Archive for May, 2013

My Generation

(not just a song by The Who)


Generation X: An Inconvenient Era 

Eric A   (May 23, 2013)

A data-based look at the financial context of the past 30 years from the perspective of Gen X.

Lately there has been some talk about Generation X and retirement.

“The typical Gen X couple, born between 1966 and 1975, only has enough savings to replace half of its pre-retirement earnings. Married Americans born during the first part of the baby boom, from 1946 to 1955, can expect to retire with about 82 percent of their income.” (Gen X Has New Reason to Resent Boomers as Retirement Looks Bleak).

The response from some circles has been that the net worth of GenX is half that of their parents because they’re slackers who blew the money. Really?

Setting aside how the Boomers have been the most spendthrift generation in American history, quadrupling personal household debt and doubling US Federal debt in a single lifetime, I’d like to focus on something much simpler: 6th grade math.

Financial people should easily recognize this chart:

This is your standard net worth chart, starting with an income of $20,000 at age 20 and increasing income by 3% a year to a pleasant $40,000/year at age 43. This person saved a standard 10% of their income, and invested at the standard 6%/year compounded.

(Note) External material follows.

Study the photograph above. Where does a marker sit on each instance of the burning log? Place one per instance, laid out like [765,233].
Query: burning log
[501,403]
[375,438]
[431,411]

Standard lifetime incomes have a tendency to rise from your 20s to your 50s and level off, so your real income-generating years are strongly back-loaded. This earnings chart from Canada is pretty standard:

As for 6% compounding markets, this is what portfolios from 1980-2000 looked like:

Wow, this investing stuff is easy! But we know what happened after that. The Dow has since gone sideways for a brutal 13 year Bear market:

Oh well, those are the breaks. Markets tend to have a periodicity that rise for >20 years, but then reverse or at least stall in a bear market for <20 years.

So what does this have to do with GenX?

Everything. Investing is an exponential function. One of the interesting aspects of the exponential function is that interest compounds very slowly at first, then increasing the amount contributed by interest ever-faster as time goes on. This is why Brokers are adamant about people beginning to invest when they are young: no realistic level of interest can make up for the compounding effect of time. Here is the same assumption as above—3% income rise, 10% savings with 6% compounding — taken from age 20 to 65, halting peak income at a reasonable $55,000/year:

Note it takes 21 years to reach the first $100k, but only 8 to reach the $200k and 4 to reach $300k. This compounding-made-real actually happened from 1980-2000.

Here is a matrix of the 4 Generations:

Note anything on this chart? The Boomer generation had a rough start in the bear market of the 70’s, but were only about 25 when it ended, so the Bull run coinciding with 20 of their core income years. Very nice.

Quick look to the right and you’ll see GenX. When did they come into their equivalent earning years? Year 2000, just as the market was cut in half:

Why should that matter? The Dow has now recovered and gone to new highs of 14,000.

Well, let’s run the charts and see. Again assuming $20k starting income, 3% income growth, 10% savings, and full investment in the Dow as a proxy, let’s compare GenX income theory to reality:

Wow! Right at the 10-year compounding point in 2000, the X-er’s market clock was re-set to zero. Then in 2008, the next 10-year compounding point, they were re-set to zero again!

Remember what we said about compounding being strongly back-loaded? The difference in 6% compounding vs the market stalling at the critical 10 year mark has cut GenX net worth in half! And if this chart was inflation-adjusted their net worth would be another 30-50% lower!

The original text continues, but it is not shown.